# New training field? Check.



## einspänner (Sep 8, 2012)

We got in to MA Thursday night, this time with no car troubles. : She's already settled in like we never left. Friday afternoon we did a little exploring and found this field just a 10 minute walk away 


Even better it's right by a creek so we can do some training and then cool her off. 


And then get back to this 


Today we went out the the nearest NAVHDA's training day and got to work her on a couple chukar. Lots to work on there, but overall I was happy with her performance. My handling is still the weak point. It's always interesting to me to see what breeds dominate in the different areas. Scout is still the lone wirehaired vizsla, but now she has a lot of griffs and spinoni to share the fields with instead of the GSPs which dominated in the SE. She got lots of love from the spin people who thought she looked like a smaller framed version of their pups.

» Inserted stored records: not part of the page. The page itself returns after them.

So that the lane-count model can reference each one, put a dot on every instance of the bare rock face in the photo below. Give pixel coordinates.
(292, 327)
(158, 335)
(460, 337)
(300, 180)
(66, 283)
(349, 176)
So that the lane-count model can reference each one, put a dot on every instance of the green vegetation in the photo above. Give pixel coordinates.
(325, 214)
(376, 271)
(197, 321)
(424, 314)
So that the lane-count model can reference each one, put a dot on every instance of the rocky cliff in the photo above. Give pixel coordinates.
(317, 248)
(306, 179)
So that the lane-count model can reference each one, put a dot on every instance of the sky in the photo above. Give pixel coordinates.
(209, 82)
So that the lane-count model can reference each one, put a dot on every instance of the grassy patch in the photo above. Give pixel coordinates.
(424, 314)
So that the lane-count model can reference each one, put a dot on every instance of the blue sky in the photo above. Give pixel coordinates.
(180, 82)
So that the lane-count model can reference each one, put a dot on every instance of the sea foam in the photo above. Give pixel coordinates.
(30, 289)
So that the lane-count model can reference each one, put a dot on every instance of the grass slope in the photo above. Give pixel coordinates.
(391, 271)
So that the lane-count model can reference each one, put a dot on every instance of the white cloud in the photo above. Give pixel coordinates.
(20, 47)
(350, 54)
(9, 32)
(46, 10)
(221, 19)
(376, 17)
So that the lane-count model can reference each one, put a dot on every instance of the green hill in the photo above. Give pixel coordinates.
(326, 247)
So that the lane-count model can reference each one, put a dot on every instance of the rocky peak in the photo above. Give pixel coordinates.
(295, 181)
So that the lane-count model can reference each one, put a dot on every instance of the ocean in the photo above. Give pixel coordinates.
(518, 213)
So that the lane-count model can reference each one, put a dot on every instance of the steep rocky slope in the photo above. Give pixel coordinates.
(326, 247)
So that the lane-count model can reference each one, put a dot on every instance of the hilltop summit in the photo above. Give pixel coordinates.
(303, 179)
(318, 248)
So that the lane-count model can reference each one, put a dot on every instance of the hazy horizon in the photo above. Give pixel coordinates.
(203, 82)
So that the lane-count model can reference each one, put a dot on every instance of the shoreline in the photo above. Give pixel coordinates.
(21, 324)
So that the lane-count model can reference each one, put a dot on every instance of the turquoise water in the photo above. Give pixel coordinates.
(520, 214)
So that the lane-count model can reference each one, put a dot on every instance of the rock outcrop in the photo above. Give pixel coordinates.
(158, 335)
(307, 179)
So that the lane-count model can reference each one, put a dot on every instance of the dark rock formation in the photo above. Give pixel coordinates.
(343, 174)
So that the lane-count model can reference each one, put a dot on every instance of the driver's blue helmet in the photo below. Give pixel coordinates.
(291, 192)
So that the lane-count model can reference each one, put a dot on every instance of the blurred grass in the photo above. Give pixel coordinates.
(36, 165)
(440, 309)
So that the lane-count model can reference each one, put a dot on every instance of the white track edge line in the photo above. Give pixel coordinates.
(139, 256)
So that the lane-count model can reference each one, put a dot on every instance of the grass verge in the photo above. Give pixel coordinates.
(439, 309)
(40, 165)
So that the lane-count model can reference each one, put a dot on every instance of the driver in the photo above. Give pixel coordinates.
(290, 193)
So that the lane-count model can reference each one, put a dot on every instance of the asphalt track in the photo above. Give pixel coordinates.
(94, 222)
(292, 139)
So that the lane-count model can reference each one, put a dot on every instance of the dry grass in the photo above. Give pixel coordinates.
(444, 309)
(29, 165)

All in all a good couple of days.


----------



## Bob Engelhardt (Feb 14, 2012)

Beautiful spot! Welcome to MA.

Do you know about ticks? Tall weeds are a good place to pick them up. Their early season* is about over, but they're still around in lesser numbers. Be sure Scout is protected, or be especially vigilant in checking her, AND yourself!

Bob

* - in our area, mid April to mid June and mid Sept to mid Nov are peak tick seasons. It may vary where you are.


----------



## texasred (Jan 29, 2012)

Looks like a great place to train, and no more being surprised by gators.


----------



## R E McCraith (Nov 24, 2011)

Ein - great PICS - your pup is so UGLY - may have 2 get 1 - 2 make me look GOOD !!!!!!!! - why I like V's - smooth or wired - after a day in a new field - THEY OWN IT !!!! - now or 3yrs from now !!!!!!! - we do not adjust as quick as are V's - a trip out west or 2 the UP - PIKE KNOWS the field - must V scent retention - no proof - no charts - just a fact of life - beside the command HUNT EM UP - PIKE hunts the field like he was there yesterday - V safe - have FUN - welcome 2 your new world !!!!!! REM !


----------



## MCD (May 4, 2013)

Yeah Scout looks like she has always been there!


----------



## einspänner (Sep 8, 2012)

Bob said:


> Beautiful spot! Welcome to MA.
> 
> Do you know about ticks?


Thanks for the welcome! I've met ticks before, but now we are well acquainted.  Good to know about the seasons. Do you use permethrin on your clothes or do you just to do thorough checks? I'm still debating the different options for Scout.


----------



## Bob Engelhardt (Feb 14, 2012)

einspänner said:


> ... ticks ... Do you use permethrin on your clothes or do you just to do thorough checks? ...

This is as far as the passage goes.